"Tüm eğitim sisteminin esas amacı, çocuğa halkının ve ırkının diğer herkesten üstün olduğu inancını aşılamak olmalıdır."
Adolf Hitler
Modern öncesi dönemde yaygın olan imparatorluk, feodal beylik ya da krallık gibi iktidar biçimlerinin esas derdi, sahip olunan topraklar üzerinde egemenliği devam ettirmek ve mümkünse genişletmekti. O yüzden, sınırlar içindeki tebânın hayat biçimi, sağlığı veya eğitim durumu egemenleri çoğunlukla ilgilendirmezdi. Egemenlik için tehdit unsuru olabilecekleri ölümle tehdit etmek veya gerektiğinde öldürmekse genel temayüldü.

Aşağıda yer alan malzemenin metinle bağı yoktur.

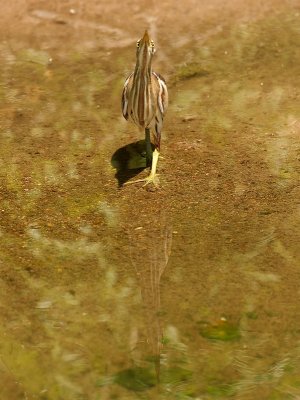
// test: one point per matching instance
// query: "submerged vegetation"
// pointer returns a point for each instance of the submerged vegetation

Modern durumdaysa, özellikle ulus-devletlerin inşasıyla beraber sınırlar büyük ölçüde belirginleştiğinden, egemenlerin odağı sınırları korumaktan ziyade sınır içindekileri denetlemek ve kontrol etmeye kaydı. Michel Foucault'nun "yönetimsellik" dediği bu rejimde nüfusun eğitimi, sağlığı, refahı, yani ülkenin kalkınması için daha verimli ve etkili kılınması esas amaç haline gelmiş oldu. Bu anlamda tek tek bedenlerin nasıl daha sağlıklı, üretken ve verimli hale getirileceğini düzenlemek, bu yeni iktidar biçiminin gayesi haline geldi. Böylelikle bastıran, yasaklayan, öldüren eski iktidar biçimlerinin aksine, sağlıklı, verimli, norma tabi olan bireyler üreten ve yaşatan; böylelikle etkin biçimde nüfusu denetleyen bir ilişkiler ve söylemler düzeni olarak ortaya çıktı.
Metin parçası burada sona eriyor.